Dear Little Eva,
It’s me: Adult Eva, from the future. (Could this get weirder? I think not. Just go with me on this…)
I may be 22 years older than you, but I’m still figuring things out. Life can be all sorts of confusing, and there’s always some crazy new thing that gets thrown at you. I’m not saying that I haven’t picked up a few gems of wisdom along the way. So, here are some tidbits of advice that might help you out:
- Half your head is bangs. Get a trained professional to fix this ASAP.
- While very endearing, red and pink are not quite the same color. You’ll figure this out eventually.
- Always, always, always wear shorts under your dress. Those metal slides will burn your butt something awful.

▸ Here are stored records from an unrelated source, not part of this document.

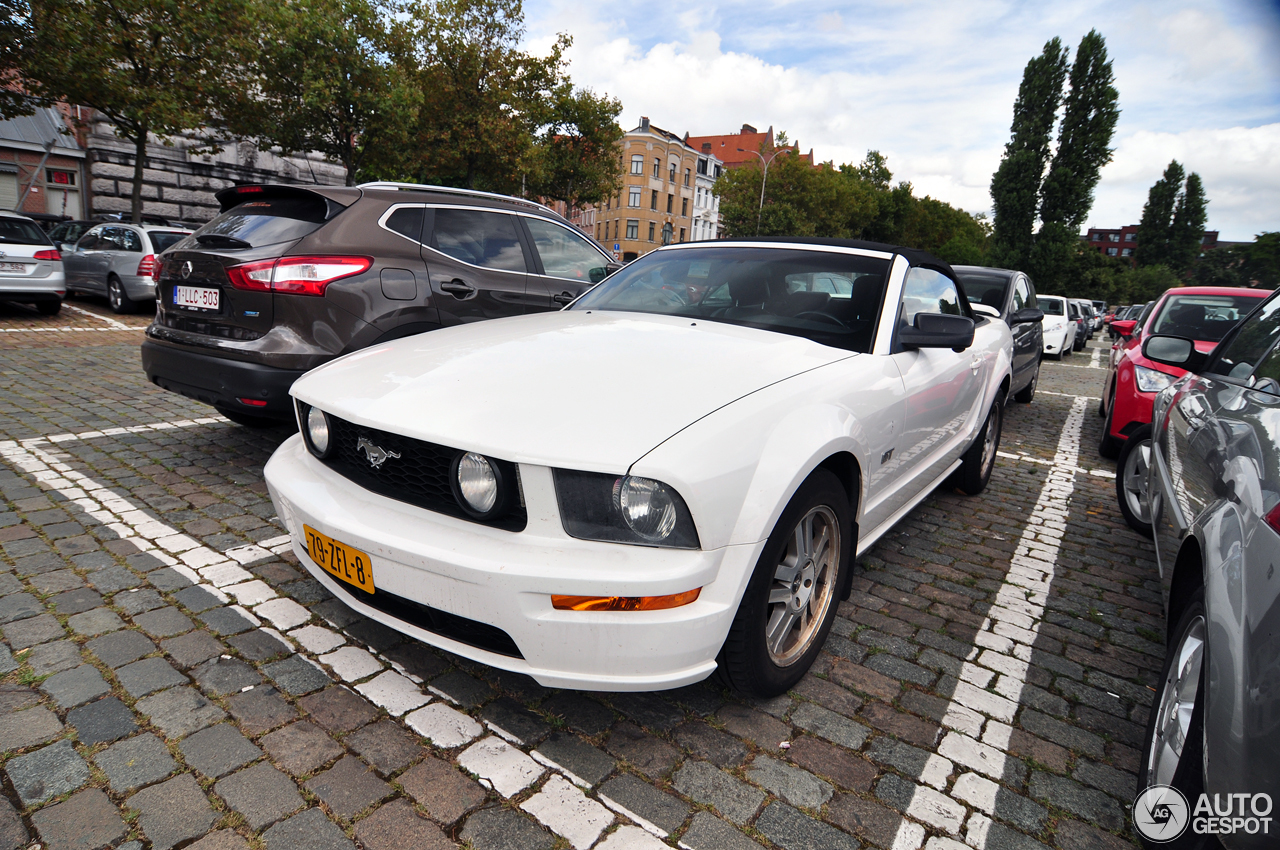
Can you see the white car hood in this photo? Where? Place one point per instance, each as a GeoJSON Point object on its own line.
{"type": "Point", "coordinates": [588, 391]}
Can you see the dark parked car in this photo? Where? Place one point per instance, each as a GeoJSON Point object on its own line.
{"type": "Point", "coordinates": [1011, 295]}
{"type": "Point", "coordinates": [287, 278]}
{"type": "Point", "coordinates": [1214, 489]}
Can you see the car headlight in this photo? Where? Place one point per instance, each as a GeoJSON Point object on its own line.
{"type": "Point", "coordinates": [315, 429]}
{"type": "Point", "coordinates": [481, 485]}
{"type": "Point", "coordinates": [624, 508]}
{"type": "Point", "coordinates": [1151, 380]}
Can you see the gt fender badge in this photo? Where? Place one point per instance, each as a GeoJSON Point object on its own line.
{"type": "Point", "coordinates": [376, 455]}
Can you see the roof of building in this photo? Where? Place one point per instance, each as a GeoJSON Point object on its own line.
{"type": "Point", "coordinates": [39, 128]}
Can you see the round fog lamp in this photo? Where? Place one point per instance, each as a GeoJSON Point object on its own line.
{"type": "Point", "coordinates": [478, 483]}
{"type": "Point", "coordinates": [318, 430]}
{"type": "Point", "coordinates": [647, 506]}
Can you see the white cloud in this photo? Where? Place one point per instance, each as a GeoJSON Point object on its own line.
{"type": "Point", "coordinates": [931, 83]}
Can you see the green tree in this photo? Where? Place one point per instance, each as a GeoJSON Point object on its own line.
{"type": "Point", "coordinates": [151, 67]}
{"type": "Point", "coordinates": [1084, 138]}
{"type": "Point", "coordinates": [324, 82]}
{"type": "Point", "coordinates": [1015, 184]}
{"type": "Point", "coordinates": [1155, 229]}
{"type": "Point", "coordinates": [1187, 228]}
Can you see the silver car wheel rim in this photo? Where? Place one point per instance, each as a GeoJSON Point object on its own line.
{"type": "Point", "coordinates": [990, 441]}
{"type": "Point", "coordinates": [801, 590]}
{"type": "Point", "coordinates": [1176, 704]}
{"type": "Point", "coordinates": [1136, 481]}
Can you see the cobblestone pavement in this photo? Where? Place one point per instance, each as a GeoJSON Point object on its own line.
{"type": "Point", "coordinates": [172, 677]}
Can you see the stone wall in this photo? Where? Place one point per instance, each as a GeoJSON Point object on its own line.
{"type": "Point", "coordinates": [178, 183]}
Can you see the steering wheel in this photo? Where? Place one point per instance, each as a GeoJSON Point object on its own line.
{"type": "Point", "coordinates": [823, 316]}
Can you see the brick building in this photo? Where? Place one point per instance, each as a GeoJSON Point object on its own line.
{"type": "Point", "coordinates": [88, 170]}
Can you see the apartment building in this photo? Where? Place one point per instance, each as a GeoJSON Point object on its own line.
{"type": "Point", "coordinates": [657, 202]}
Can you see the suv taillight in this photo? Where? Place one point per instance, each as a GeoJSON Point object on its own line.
{"type": "Point", "coordinates": [296, 275]}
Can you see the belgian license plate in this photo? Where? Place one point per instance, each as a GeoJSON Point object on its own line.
{"type": "Point", "coordinates": [339, 560]}
{"type": "Point", "coordinates": [197, 297]}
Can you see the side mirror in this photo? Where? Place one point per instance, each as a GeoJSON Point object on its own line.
{"type": "Point", "coordinates": [937, 330]}
{"type": "Point", "coordinates": [1124, 328]}
{"type": "Point", "coordinates": [1173, 351]}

- I know you’re coming right out of the 80’s, but try to wear some real pants every-once-in-a-while. You’ll have your whole adulthood to live in Lululemon leggings. Amazing, right?
- There’s nothing scary under the bed or in the closet, but it doesn’t hurt to check.
- Sliding on parquet flooring in your tights is really fun- just say no. Loosing teeth is a really big hassle.
- Yes, some bushes have berries. No, it doesn’t mean you should eat them. Save your mother the freak-outs please.
- And speaking of freak-outs, stop taking your emotional cues from adults. They’re not the end-all-be-all, and can overreact at times. If anyone hasn’t told you this yet: everything is going to be fine.
- Also…pennies. Quit eating pennies. It’s not attractive.
Remember that you’re a good kid, no matter how hard other people might be on you, and quit being hard on yourself. You’re a brave and spunky little person, and you should be proud of it. Also, good job on the good grades and the being nice to people. One day you’ll look back at your younger self, full of nostalgia, and be happy with the way things went. So, enjoy!